- The paper shows that distributed representations derived using dictionary learning and NMF enhance interpretability over local features.
- Psychophysics experiments involving 560 participants confirm higher accuracy and comprehension with distributed features across network layers.
- Findings indicate that overcoming superposition with sparse distributed representations is key to improving model confidence and decision-making.
Local vs Distributed Representations: What Is the Right Basis for Interpretability?
Introduction
The paper introduces a pertinent investigation into the link between local and distributed representations in deep neural networks (DNNs) and their interpretability. The authors challenge the prevailing reliance on local representations, where individual neurons are typically studied for interpretability. They emphasize the limitations imposed by superposition in local representations—where neurons respond to multiple features—and advocate for the use of distributed representations using dictionary learning methods (Figure 1).
Figure 1: A conceptual depiction of local versus distributed representations in neural networks, highlighting the challenge of superposition in local representations and the vector-based simplification in distributed representations.
Methodology
Sparse Distributed Representations
For generating sparsely distributed representations, the paper utilizes CRAFT, a dictionary learning method. The process involves applying Non-negative Matrix Factorization (NMF) to map activation spaces of neural networks into more interpretable bases. This decomposition results in vectors driven by singular, interpretable features.
Psychophysics Experiments
The core empirical analysis comprises three psychophysics experiments, involving a cohort of 560 participants, evaluating how intuitive and comprehensible features derived from distributed representations are compared to local representations.

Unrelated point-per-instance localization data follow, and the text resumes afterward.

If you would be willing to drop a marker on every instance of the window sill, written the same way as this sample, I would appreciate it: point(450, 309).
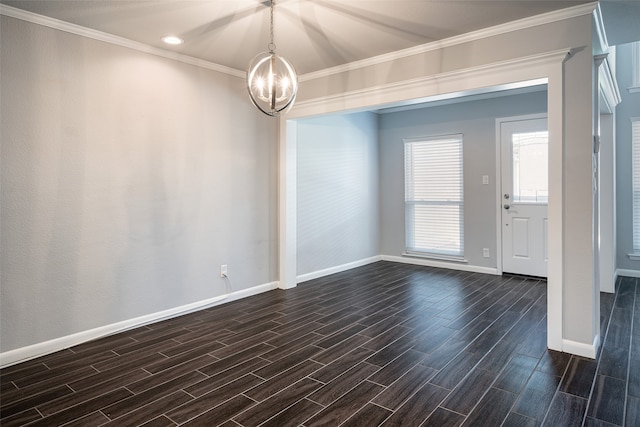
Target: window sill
point(436, 257)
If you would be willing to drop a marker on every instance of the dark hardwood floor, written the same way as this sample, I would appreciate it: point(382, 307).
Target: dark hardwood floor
point(385, 344)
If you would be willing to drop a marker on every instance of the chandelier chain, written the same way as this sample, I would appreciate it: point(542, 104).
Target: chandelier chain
point(272, 45)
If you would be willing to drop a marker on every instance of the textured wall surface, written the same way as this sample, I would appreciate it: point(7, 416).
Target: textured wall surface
point(127, 179)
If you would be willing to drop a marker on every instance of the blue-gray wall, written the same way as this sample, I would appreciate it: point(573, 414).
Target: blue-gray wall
point(337, 191)
point(476, 120)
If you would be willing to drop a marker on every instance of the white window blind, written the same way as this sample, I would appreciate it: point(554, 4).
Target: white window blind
point(434, 206)
point(635, 144)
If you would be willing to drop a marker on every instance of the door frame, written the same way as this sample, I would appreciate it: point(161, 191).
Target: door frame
point(547, 67)
point(499, 122)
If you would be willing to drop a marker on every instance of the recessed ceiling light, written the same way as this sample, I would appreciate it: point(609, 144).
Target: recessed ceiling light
point(173, 40)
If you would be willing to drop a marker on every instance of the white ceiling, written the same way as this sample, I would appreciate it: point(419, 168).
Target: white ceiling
point(312, 34)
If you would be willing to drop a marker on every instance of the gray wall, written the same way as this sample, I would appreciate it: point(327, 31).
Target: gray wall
point(628, 108)
point(476, 121)
point(127, 179)
point(337, 191)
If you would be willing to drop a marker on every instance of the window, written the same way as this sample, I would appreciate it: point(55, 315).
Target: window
point(635, 156)
point(434, 206)
point(530, 153)
point(635, 63)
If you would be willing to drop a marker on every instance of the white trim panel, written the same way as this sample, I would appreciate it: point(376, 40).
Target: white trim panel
point(527, 70)
point(23, 354)
point(533, 21)
point(627, 273)
point(338, 269)
point(441, 264)
point(581, 349)
point(90, 33)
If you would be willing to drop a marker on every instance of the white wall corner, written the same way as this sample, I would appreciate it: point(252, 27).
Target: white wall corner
point(23, 354)
point(582, 349)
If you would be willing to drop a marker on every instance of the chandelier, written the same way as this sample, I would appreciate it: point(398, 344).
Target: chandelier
point(271, 80)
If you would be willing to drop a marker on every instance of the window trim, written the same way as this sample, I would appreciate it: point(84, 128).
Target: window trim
point(635, 187)
point(432, 253)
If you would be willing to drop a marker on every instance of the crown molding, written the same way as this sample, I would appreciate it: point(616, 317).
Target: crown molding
point(602, 44)
point(79, 30)
point(533, 21)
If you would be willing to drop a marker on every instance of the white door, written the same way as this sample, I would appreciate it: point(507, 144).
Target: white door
point(524, 153)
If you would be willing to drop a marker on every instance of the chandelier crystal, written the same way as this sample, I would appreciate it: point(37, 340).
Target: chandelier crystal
point(271, 80)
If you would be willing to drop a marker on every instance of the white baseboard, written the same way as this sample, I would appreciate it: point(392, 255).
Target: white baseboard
point(581, 349)
point(441, 264)
point(627, 273)
point(23, 354)
point(338, 269)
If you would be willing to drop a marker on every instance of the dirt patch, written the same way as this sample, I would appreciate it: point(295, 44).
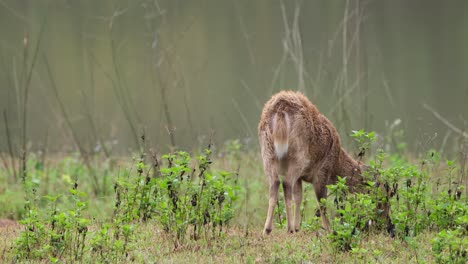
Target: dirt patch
point(8, 223)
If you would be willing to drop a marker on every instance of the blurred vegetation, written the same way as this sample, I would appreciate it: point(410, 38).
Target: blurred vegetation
point(99, 73)
point(93, 93)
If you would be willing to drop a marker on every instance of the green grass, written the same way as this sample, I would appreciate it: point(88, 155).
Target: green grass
point(241, 240)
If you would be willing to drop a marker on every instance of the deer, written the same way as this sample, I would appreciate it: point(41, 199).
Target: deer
point(302, 145)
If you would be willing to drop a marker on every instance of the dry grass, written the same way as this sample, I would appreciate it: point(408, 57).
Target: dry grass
point(153, 246)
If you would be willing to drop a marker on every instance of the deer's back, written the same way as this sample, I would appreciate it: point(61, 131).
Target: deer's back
point(312, 139)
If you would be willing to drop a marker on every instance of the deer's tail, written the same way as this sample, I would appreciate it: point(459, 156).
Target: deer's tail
point(280, 134)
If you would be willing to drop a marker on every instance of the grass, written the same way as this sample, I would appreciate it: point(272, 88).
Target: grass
point(236, 247)
point(241, 239)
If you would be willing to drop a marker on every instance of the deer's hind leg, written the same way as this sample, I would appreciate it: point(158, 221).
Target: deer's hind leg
point(321, 193)
point(297, 193)
point(272, 174)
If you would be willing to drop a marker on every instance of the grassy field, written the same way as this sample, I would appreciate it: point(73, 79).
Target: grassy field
point(209, 207)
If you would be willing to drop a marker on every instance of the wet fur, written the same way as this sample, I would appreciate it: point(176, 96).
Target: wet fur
point(301, 144)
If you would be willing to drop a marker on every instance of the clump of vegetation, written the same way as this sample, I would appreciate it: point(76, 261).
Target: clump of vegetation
point(187, 202)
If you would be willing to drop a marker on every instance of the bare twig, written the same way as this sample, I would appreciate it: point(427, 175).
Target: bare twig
point(10, 145)
point(83, 152)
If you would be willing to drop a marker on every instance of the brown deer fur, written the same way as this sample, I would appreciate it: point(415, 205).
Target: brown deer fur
point(301, 144)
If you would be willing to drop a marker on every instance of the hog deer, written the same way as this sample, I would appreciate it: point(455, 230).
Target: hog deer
point(301, 144)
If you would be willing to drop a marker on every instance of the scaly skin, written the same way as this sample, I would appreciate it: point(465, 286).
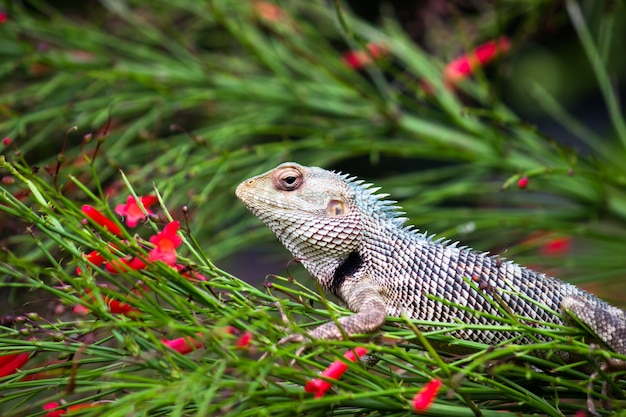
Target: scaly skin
point(356, 245)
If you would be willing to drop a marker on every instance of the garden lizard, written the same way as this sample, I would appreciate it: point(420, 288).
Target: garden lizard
point(355, 243)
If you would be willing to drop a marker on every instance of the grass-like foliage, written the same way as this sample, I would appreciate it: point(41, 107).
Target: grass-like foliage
point(181, 101)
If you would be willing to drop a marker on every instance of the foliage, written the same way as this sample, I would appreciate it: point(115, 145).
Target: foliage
point(183, 100)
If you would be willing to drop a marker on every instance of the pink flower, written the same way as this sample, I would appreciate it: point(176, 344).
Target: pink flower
point(183, 345)
point(426, 396)
point(360, 59)
point(522, 183)
point(557, 246)
point(166, 243)
point(319, 386)
point(188, 273)
point(101, 219)
point(115, 307)
point(11, 363)
point(133, 212)
point(244, 340)
point(124, 265)
point(465, 65)
point(93, 257)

- Experiment I (Figure 2): Evaluated interpretability with trials illustrating the maximally and minimally activating stimuli for both local and distributed representations.
Figure 2: Illustration of a trial setup in Experiment I, demonstrating the task for participants to discern the query image consistent with reference images.
- Experiment II (Figure 3): Introduced semantic controls to minimize semantic bias in reference images, aiming to discern visual coherence purely based on feature interpretation rather than semantic categories.
Figure 3: Example of semantic control in trials to eradicate bias, hence focusing on visual pattern recognition rather than semantic inference.
- Experiment III (Figure 4 and Figure 5): Integrated feature visualization with natural images to explore whether visualizations enhance interpretability—a hypothesis with divided evidence from preceding studies.
Figure 4: Mixed trials in Experiment III integrating feature visualizations with natural images.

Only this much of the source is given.